Sur la Place fédérale, une résolution exigeant le droit de vote et d’éligibilité des femmes a été lue dans les quatre langues nationales. « Conseil fédéral, passe à l’action! », a crié Emilie Lieberherr à la foule . Un concert de sifflets a suivi. Il visait les hommes qui se sont opposés pendant des décennies au droit de vote des femmes.
Une délégation s’est ensuite rendue au Palais fédéral avec la résolution. La Chancellerie fédérale a simplement pris le document, ce que les femmes ont jugé insuffisant.

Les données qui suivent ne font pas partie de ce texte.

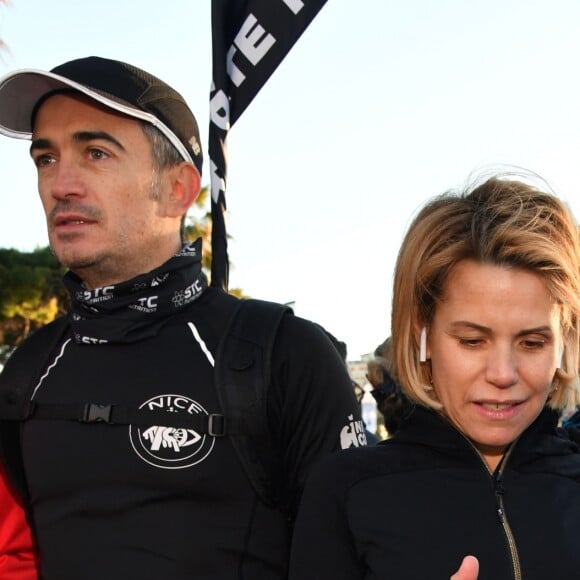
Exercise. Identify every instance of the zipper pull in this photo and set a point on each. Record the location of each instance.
(498, 488)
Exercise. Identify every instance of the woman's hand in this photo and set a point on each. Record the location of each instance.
(468, 570)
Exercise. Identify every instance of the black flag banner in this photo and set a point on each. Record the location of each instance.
(250, 38)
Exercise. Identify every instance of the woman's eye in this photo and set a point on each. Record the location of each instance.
(470, 342)
(533, 344)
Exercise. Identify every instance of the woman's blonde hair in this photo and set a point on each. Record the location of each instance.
(501, 221)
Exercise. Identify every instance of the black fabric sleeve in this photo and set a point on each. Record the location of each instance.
(322, 545)
(311, 403)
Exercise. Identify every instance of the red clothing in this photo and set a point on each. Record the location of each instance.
(16, 551)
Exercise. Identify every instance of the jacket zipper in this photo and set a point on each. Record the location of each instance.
(498, 488)
(497, 478)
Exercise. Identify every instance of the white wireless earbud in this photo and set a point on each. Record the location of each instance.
(423, 345)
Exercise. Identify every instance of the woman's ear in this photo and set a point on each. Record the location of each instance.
(421, 339)
(185, 185)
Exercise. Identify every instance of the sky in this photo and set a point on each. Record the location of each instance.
(379, 106)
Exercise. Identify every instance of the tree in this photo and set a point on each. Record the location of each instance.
(31, 295)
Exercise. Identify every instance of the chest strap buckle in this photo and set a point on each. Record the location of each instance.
(96, 413)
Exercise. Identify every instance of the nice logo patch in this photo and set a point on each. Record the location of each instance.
(171, 447)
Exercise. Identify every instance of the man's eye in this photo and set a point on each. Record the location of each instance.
(43, 160)
(97, 154)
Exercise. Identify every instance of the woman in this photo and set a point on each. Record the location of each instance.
(391, 402)
(16, 553)
(485, 329)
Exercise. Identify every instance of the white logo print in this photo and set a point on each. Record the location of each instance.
(171, 447)
(353, 434)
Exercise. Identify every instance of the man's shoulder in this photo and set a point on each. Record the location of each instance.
(39, 342)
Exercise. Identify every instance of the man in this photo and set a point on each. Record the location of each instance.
(16, 552)
(118, 158)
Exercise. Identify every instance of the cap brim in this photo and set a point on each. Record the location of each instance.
(21, 90)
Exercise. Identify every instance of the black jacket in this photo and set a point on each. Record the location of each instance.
(124, 502)
(413, 506)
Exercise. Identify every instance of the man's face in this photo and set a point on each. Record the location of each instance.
(102, 197)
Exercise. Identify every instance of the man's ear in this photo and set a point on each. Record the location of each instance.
(185, 185)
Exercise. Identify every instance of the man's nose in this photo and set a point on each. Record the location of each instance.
(65, 180)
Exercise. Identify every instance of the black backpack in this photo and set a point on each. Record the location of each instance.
(242, 375)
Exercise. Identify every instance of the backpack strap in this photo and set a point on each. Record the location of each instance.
(17, 381)
(242, 377)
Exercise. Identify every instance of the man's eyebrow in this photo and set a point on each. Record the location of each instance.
(79, 137)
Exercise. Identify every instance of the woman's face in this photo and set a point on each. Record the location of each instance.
(494, 347)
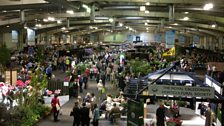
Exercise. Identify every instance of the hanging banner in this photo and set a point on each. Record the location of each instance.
(158, 38)
(15, 38)
(130, 38)
(196, 39)
(30, 36)
(135, 113)
(181, 91)
(170, 38)
(182, 39)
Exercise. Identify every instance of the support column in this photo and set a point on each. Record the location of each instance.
(68, 23)
(22, 16)
(92, 14)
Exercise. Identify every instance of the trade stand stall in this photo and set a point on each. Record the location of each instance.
(179, 92)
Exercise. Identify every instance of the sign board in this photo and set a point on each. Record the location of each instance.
(66, 84)
(204, 92)
(15, 36)
(8, 77)
(135, 113)
(170, 38)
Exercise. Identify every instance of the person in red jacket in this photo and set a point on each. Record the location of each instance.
(55, 107)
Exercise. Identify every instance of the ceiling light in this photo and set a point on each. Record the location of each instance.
(51, 19)
(208, 6)
(59, 22)
(88, 10)
(63, 28)
(38, 25)
(45, 20)
(85, 6)
(142, 8)
(147, 3)
(70, 11)
(121, 24)
(213, 25)
(146, 11)
(186, 18)
(111, 20)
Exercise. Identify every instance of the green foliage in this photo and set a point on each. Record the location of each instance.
(4, 55)
(139, 66)
(30, 110)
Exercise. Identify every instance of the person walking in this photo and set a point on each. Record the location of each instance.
(76, 114)
(55, 107)
(96, 115)
(85, 113)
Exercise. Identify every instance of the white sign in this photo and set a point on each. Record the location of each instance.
(66, 84)
(185, 91)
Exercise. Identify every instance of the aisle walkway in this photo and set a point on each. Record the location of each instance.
(67, 120)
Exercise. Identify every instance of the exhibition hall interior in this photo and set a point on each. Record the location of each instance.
(111, 62)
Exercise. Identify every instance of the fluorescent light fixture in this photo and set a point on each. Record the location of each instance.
(45, 20)
(111, 20)
(213, 25)
(51, 19)
(85, 6)
(146, 11)
(147, 3)
(121, 24)
(186, 18)
(59, 22)
(208, 6)
(38, 25)
(70, 11)
(88, 10)
(63, 28)
(142, 8)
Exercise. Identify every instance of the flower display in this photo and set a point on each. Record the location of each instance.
(174, 122)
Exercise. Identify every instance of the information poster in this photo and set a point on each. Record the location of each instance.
(170, 38)
(8, 77)
(135, 113)
(31, 36)
(182, 39)
(158, 38)
(15, 37)
(196, 39)
(182, 91)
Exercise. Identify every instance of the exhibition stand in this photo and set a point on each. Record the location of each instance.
(173, 87)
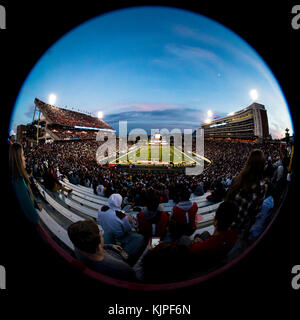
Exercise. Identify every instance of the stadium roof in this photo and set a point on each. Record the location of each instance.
(64, 117)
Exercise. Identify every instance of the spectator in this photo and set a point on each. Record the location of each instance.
(214, 248)
(152, 221)
(184, 214)
(261, 218)
(247, 191)
(92, 252)
(165, 263)
(117, 227)
(199, 190)
(218, 193)
(100, 189)
(21, 183)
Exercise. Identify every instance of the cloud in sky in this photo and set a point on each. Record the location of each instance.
(189, 118)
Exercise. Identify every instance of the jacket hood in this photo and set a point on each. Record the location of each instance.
(185, 205)
(150, 214)
(115, 201)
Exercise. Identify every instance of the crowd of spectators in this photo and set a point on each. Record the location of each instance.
(67, 134)
(69, 118)
(247, 177)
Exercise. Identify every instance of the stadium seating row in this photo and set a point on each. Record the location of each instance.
(71, 206)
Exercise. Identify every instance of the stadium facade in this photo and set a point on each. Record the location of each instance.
(57, 124)
(250, 123)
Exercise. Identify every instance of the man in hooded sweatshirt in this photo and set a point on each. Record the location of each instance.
(184, 214)
(116, 227)
(153, 222)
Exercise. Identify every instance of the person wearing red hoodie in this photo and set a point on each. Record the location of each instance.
(152, 222)
(184, 214)
(214, 248)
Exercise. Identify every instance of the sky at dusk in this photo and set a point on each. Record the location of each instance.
(155, 67)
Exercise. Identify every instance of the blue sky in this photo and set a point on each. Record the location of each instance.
(155, 67)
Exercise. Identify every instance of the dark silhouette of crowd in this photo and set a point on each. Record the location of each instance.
(246, 178)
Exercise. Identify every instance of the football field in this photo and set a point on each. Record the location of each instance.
(157, 155)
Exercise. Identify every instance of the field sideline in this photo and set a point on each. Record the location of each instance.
(158, 155)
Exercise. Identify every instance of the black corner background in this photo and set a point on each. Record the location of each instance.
(36, 276)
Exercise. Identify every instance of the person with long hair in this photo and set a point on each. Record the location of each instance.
(248, 190)
(21, 182)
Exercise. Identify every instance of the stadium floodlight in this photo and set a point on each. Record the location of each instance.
(100, 114)
(253, 94)
(209, 113)
(52, 99)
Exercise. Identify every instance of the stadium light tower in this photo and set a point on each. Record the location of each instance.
(253, 94)
(100, 114)
(52, 99)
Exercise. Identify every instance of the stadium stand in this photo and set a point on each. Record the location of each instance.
(74, 166)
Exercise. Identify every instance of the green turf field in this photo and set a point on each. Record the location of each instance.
(155, 155)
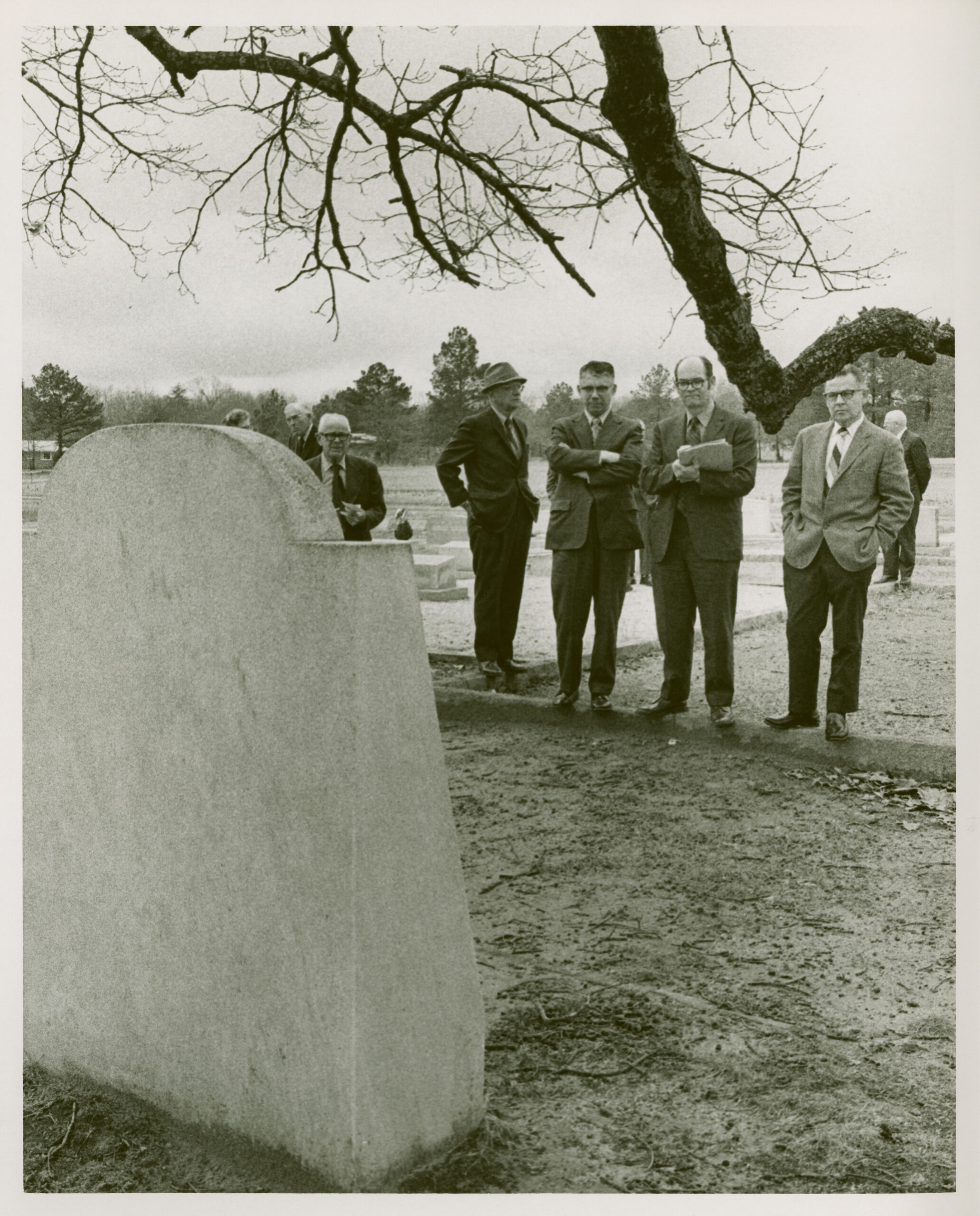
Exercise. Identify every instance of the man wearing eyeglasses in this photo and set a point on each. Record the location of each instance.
(695, 538)
(594, 532)
(354, 483)
(846, 496)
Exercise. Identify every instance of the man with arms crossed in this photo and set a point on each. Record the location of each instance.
(302, 432)
(844, 496)
(900, 557)
(695, 535)
(593, 531)
(354, 483)
(491, 446)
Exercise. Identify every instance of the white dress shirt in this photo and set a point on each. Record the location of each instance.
(843, 438)
(596, 425)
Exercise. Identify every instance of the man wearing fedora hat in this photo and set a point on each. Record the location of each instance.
(491, 446)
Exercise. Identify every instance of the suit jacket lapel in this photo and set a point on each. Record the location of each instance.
(674, 433)
(583, 432)
(607, 431)
(861, 438)
(502, 432)
(820, 454)
(716, 426)
(353, 481)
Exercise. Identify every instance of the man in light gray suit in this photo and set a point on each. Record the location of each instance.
(846, 496)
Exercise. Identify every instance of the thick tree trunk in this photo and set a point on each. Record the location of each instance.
(638, 104)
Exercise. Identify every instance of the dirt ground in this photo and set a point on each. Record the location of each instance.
(907, 674)
(704, 971)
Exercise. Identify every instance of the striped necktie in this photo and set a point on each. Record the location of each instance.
(838, 448)
(512, 437)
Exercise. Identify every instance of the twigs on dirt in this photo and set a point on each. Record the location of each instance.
(57, 1148)
(510, 878)
(618, 1072)
(890, 1180)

« Aucun des conseillers fédéraux n’a eu le courage de nous recevoir! », a déclaré Emilie Lieberherr en revenant devant la foule. Un autre concert de sifflets a retenti sur la Place fédérale. A 16h00 pile, les organisatrices déclaraient la manifestation close. Elle aura duré en tout et pour tout une heure.
Police mobilisée
Des jeunes femmes se sont certes exprimées spontanément au micro (« Nous ne voulons plus être reléguées au rang de soubrette. Laissons les hommes nettoyer eux-mêmes leurs chaussures! ») et certains jeunes hommes se sont assis sur les rails du tram en signe de protestation, mais rien ne s’est passé. Le trafic a simplement été dévié.
La « Marche sur Berne » est entrée dans les annales comme une manifestation sans heurt. Plus tard, on apprenait que la police était présente dans le Palais fédéral et sur sa terrasse, prête à intervenir avec des lances à eau et de gaz lacrymogène.
Cette manifestation a rencontré un grand écho dans la presse. Les organisateurs ont eu raison: ce rassemblement de femmes sûres d’elles a fait bien plus de bruit que le brave congrès qui se tenait en même temps au Kursaal.
Dans la mémoire collective, cette manifestation est devenue une étape décisive sur la voie du suffrage féminin. Le 7 février 1971, les hommes suisses ont dit oui, à la majorité des deux tiers, à la loi permettant aux femmes d’exister sur le plan politique.